Но было поздно. Слишком стремительно продвигался Сагайдачный. Практически без отдыха, в трехдневный срок отряд Муромского достиг крепости Михайлов, бывший одно время ставкой известного Михаилу, вора Заруйского. После его ухода в Епифань местные жители посадили под замок оставленного им воеводу и присягнули московскому царю. В Михайлове Михаил хотел провести день, дать отдохнуть вымотанным лошадям, и разослать разведчиков, что бы узнать обстановку. Но не получилось. На площади перед теремом воеводы толпился народ. Воевода, чем-то напоминающий Михаилу его «сменщика» в Лебедяни, довольно упитанный сынок дворянина средней руки держал речь перед народом, убеждая население забрать огненный припас, орудия и весь скарб уходить в сторону Зарайска и Каширы, чьи каменные стены гарантируют безопасность. Он вещал так воодушевленно, что даже не заметил довольно большой конный отряд, прошедший через ворота. Михаил остановил притомившегося Беса. Черта он оставил отцу, так как он больше подходил под запряжку. Стоящие рядом с воеводой десятники молчали, стыдливо отводя глаза на пораженческие речи своего начальства, но слов поперек сказать не смели. Бунт во время войны мог им дорого обойтись! Михаил стоял и слушал, давя в себе огромное желание дать трусу большой пинок под толстый зад. Сдержался. И тут его узнали.
— Княжич Михаил — вскричал дородный поп из первых рядов толпы. Муромский с удивлением узнал в нем отца Серафима, крепостного священника Лебедяни. Несколько голов повернулись к только что приехавшему всаднику. Несколько голосов подхватили — Княжич Михаил! Слава Богу! Откуда?
Михаил поднял руку.
— Из Москвы послан, городки засечной черты проверить, да видно, поздно! Откуда вы здесь, отец Серафим?
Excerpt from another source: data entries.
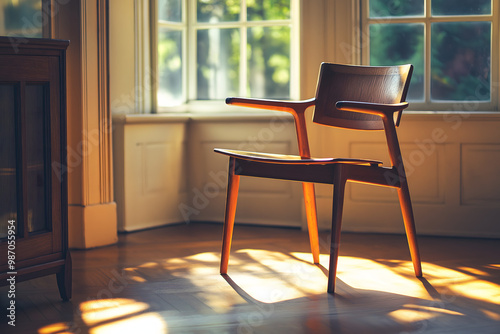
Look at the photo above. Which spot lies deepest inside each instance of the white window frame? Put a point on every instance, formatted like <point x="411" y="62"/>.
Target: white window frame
<point x="427" y="20"/>
<point x="189" y="32"/>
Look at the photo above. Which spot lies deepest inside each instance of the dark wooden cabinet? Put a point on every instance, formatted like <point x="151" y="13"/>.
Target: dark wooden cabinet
<point x="33" y="182"/>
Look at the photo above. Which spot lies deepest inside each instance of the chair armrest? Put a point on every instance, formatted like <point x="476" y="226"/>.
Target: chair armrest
<point x="277" y="105"/>
<point x="380" y="109"/>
— Из Лебедяни! Нет ее больше! Воевода, что вас сменил, как казаки под Ельцом появились, сразу в леса убег, крепость бросив. Казачки, что присланы в подмогу гарнизону были, решили, раз начальство сбежало, то и им можно животы сохранить, и першли к ворогу Сагайдачному. Пытался я божьим словом убедить гарнизон остаться и воевать, не вышло. И тут слабость проявил. Сбежал вместе с жителями. Мы-то успели, а вот часть слишком долго собиралась. Скорее всего, их захватили. Лебедянь сожгли. Пожар издалека виден был! Мы в Данькове не остановились, там крепость еще после Заруйского не полностью отстроили, подались в Михайлов. А здесь тоже драпать собрались!
Михаил потемнел лицом. Все-таки, Лебедянь была ему не чужая. Первое боевое крещение и первый успех. Недаром покидал он ее на Семена Леонтьева с тяжелым сердцем. Надо хотя бы Михайлов оборонить. Шереметьев просил хоть немного задержать лавину казаков Сагайдачного, что бы отряды Пожарского и Волконского успели занять позиции на Оке и не дали ему переправиться.
Михаил выехал вперед и поднял руку. Воевода насторожился.
— Ты кто таков, откуда?
— Послан из Москвы. С проверкой крепостей малых, способных продвижение гетмана задержать, время отрядам для обороны по Оке дать. А я вижу, что вы никого задерживать не собираетесь, бежать решили, город на разграбление отдать! Так, вояки? Пушки тоже подарить казачкам решили, что бы им удобнее было Москву обстреливать! Так?
Толпа зашумела. Один из десятников громко выкрикнул:
— А ты что, собираешься город оборонять? Сам-то кто таков будешь?
— Князя Муромского младший сын, Михаил. Нынче зовусь князем Воеводиным-Муромским. Пожалован государем за заслуги. В том числе и за оборону Лебедяни. От Заруйского. Слышали?
Толпа загудела.
— Так вот, михайловцы. Те, к кого кишка тонка, кто боится обос***ся при виде орды казачей, милости просим, убегайте, балласт, он только на дно тянет. А с теми, у кого в груди храбрость и стойкость, мы крепость обороним и врага под ней сколько сможем, положим. Так что прошу — воеводу и всех, кто с ним собрался утекать, отойти налево, а тех, кто воевать будет — направо!